6.9    Les enfants, pour de multiples raisons, représentent le groupe le plus vulnérable étant donné leurs caractéristiques propres en matière de développement et de physiologie, leurs habitudes de vie différentes de celles des adultes, et le fait que le fœtus et le nourrisson sont exposés aux polluants accumulés dans l'organisme maternel. Les programmes de recherche canadiens actuels ne tiennent pas compte de ces particularités et l'information mise à la disposition de la population est insuffisante.

6.10    Le Comité presse le gouvernement fédéral de développer un domaine de recherche spécifique aux enfants. Les protocoles de recherche devront tenir compte des effets des pesticides sur l'organisme des enfants en particulier. Pour réaliser cet objectif, des fonds supplémentaires seront nécessaires.

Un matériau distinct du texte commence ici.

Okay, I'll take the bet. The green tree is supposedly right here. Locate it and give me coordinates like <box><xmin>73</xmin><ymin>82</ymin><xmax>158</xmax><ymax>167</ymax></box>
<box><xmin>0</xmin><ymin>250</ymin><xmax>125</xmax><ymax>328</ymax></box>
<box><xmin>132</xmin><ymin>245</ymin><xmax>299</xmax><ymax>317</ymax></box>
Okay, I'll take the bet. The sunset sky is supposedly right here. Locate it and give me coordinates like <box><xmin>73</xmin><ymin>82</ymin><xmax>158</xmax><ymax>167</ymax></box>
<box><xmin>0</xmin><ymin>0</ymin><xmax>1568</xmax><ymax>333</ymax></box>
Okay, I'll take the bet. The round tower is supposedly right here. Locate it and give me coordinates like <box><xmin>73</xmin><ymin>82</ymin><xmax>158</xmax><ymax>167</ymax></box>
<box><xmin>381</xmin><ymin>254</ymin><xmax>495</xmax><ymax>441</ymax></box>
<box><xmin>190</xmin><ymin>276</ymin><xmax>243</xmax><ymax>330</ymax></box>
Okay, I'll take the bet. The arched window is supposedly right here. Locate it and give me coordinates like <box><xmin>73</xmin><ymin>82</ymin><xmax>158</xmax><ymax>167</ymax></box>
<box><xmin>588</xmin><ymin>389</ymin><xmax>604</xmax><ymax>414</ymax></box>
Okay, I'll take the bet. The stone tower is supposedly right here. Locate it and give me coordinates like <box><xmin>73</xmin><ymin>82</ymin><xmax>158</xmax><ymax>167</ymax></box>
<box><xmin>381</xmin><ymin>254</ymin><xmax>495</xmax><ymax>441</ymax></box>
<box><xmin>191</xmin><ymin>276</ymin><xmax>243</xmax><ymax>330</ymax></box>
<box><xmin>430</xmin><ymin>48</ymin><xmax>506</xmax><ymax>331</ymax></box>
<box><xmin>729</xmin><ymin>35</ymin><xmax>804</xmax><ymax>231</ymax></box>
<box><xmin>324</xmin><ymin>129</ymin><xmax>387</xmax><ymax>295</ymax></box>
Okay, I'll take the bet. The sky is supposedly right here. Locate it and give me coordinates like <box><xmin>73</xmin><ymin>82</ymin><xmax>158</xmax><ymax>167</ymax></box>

Le Comité recommande que le gouvernement mette au point immédiatement un programme de recherche sur les pesticides qui soit spécifique au domaine de la santé infantile et qu'il en assure le financement adéquat. Ce programme devra axer ses objectifs sur l'exposition du fœtus et du nourrisson aux polluants accumulés dans l'organisme maternel ainsi que sur les effets neurotoxiques des pesticides et les particularités des enfants telles que leurs caractéristiques propres en matière de développement et de physiologie et leurs habitudes de vie.

78 Institut canadien de la santé infantile, mémoire présenté au Comité.

79 Anonyme, « How safe is your produce? » Consumer Reports, mars 1999.

80 Témoignages, réunion no 4, le 16 novembre 1999.

81 S. Schwartz, et G. W. Chance, « Children First », Alternatives Journal, 25(3):20-25, été 1999.

82 G. W. Chance et E. Harmsen, « Les enfants sont différents : les contaminants de l'environnement et la santé des enfants », Revue canadienne de santé publique, vol. 89, supplément 1, mai-juin 1998, p. 10-14.

83 Témoignages, réunion no 4, le 16 novembre 1999.

84 G. W. Chance et E. Harmsen, op. cit.

85 Témoignages, réunion no 4, le 16 novembre 1999.

86 P. J. Landrigan et al., « Children's Health and the Environment : a New Agenda for Prevention Research », Environemental Health Perspectives 106, supplément no 3, 1998.

87 G. W. Chance et E. Harmsen, « Les enfants sont différents : les contaminants de l'environnement et la santé des enfants », Revue canadienne de santé publique, vol. 89, supplément 1, mai-juin 1998, p. 10-14.

88 Sierra Club du Canada, Témoignages, réunion no 5, le 17 novembre 1999; V. F. Garry et al., « Pesticide Appliers, Biocides, and Birth Defects in Rural Minnesota », Environmental Health Perspectives, vol. 104, no 4, avril 1996, p. 394-399.

89 Témoignages, réunion no 4, le 16 novembre 1999.

90 Témoignages, réunion no 11, le 1er décembre 1999.